Me sentía desgarrado entre un deseo loco de huir y una curiosidad febril por continuar el camino que me señalaba mi fatalidad. ¿Qué había sucedido en esta megalópolis monstruosa durante los millones de años transcurridos desde la época remota en que se centraban mis sueños? De todos los laberintos subterráneos que habían minado la ciudad, comunicando entre sí las torres gigantescas, ¿cuántos habían resistido las conmociones de la corteza terrestre?

¿Había dado con todo un mundo primigenio, enterrado bajo las arenas? ¿Sería capaz de encontrar aún la casa del maestro escribano, la torre donde S’gg’ha, cautivo de la raza de carnívoros vegetales de cabeza estrellada, procedente de la Antártida, había labrado ciertas ilustraciones en los entrepaños vacíos de los muros?

¿Estaría aún abierto y transitable, en el segundo sótano, el corredor que daba acceso a la sala de los espíritus cautivos?

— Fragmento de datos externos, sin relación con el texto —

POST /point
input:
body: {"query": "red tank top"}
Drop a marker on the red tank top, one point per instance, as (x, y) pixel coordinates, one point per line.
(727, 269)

En aquella sala, el espíritu de un ser increíble y semiplástico que habitará en el vacío interior de un desconocido planeta transplutoniano, dentro de dieciocho millones de años, guardaba una figurilla de terracota modelada por él mismo.

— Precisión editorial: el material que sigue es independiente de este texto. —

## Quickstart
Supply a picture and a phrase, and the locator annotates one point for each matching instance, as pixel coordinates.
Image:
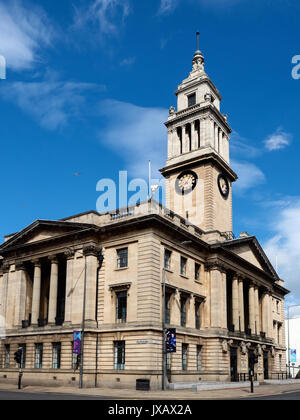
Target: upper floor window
(197, 271)
(38, 356)
(184, 356)
(121, 307)
(119, 349)
(23, 363)
(192, 100)
(197, 315)
(7, 356)
(183, 264)
(56, 355)
(199, 357)
(122, 258)
(167, 260)
(183, 311)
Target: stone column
(235, 304)
(36, 294)
(194, 136)
(257, 317)
(241, 305)
(20, 294)
(69, 287)
(53, 291)
(251, 309)
(221, 145)
(4, 288)
(265, 317)
(215, 298)
(91, 265)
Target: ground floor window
(38, 355)
(184, 356)
(56, 355)
(199, 357)
(119, 350)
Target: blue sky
(89, 84)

Cerré los ojos y puse todo mi empeño en un inútil y supremo esfuerzo por apartar de mi conciencia estos residuos de sueños quiméricos. Entonces percibí, inequívocamente, una corriente de aire frío y húmedo que brotaba de abajo. A mis pies, no muy lejos de donde estaba, se abría, sin duda alguna, una inmensa sucesión de negros abismos que llevaban miles y miles de años silenciosos y vacíos.

Pensé en las cámaras tenebrosas, en los corredores y los planos inclinados, tal como los había visto en mis sueños. ¿Estaría abierto aún el paso a los archivos centrales? Al evocar los terribles documentos que una vez estuvieron guardados en aquellos estuches de metal inoxidable, me sentí de nuevo impulsado por la fuerza del destino.

Según mis sueños y las leyendas que conocía, allí había reposado toda la Historia pasada y futura del continuo tempo-espacial, redactada por espíritus capturados en todo el orbe y en todas las épocas del sistema solar. Puro delirio, por supuesto; pero ¿acaso no acababa de sumergirme en un mundo fantasmagórico, tan loco como yo?

Pensé en los estantes metálicos y en sus curiosas cerraduras, que sólo se abrían tras complicados giros de sus manivelas. Incluso me vino a la memoria el mío de manera muy vívida. ¡Cuántas veces había llevado a cabo aquella complicada rutina de giros y presiones, en la sección del último sótano, dedicado a los vertebrados terrestres! Cada detalle me resultaba reciente y familiar.

De encontrar algún cofre como los de mis sueños, sería capaz de abrirlo en un momento… Y entonces perdí completamente el juicio. La locura se apoderó de mí, y saltando por encima de los escombros, tropezando en la oscuridad, me lancé en busca de la rampa que —bien lo sabía yo— conducía a las profundidades inferiores.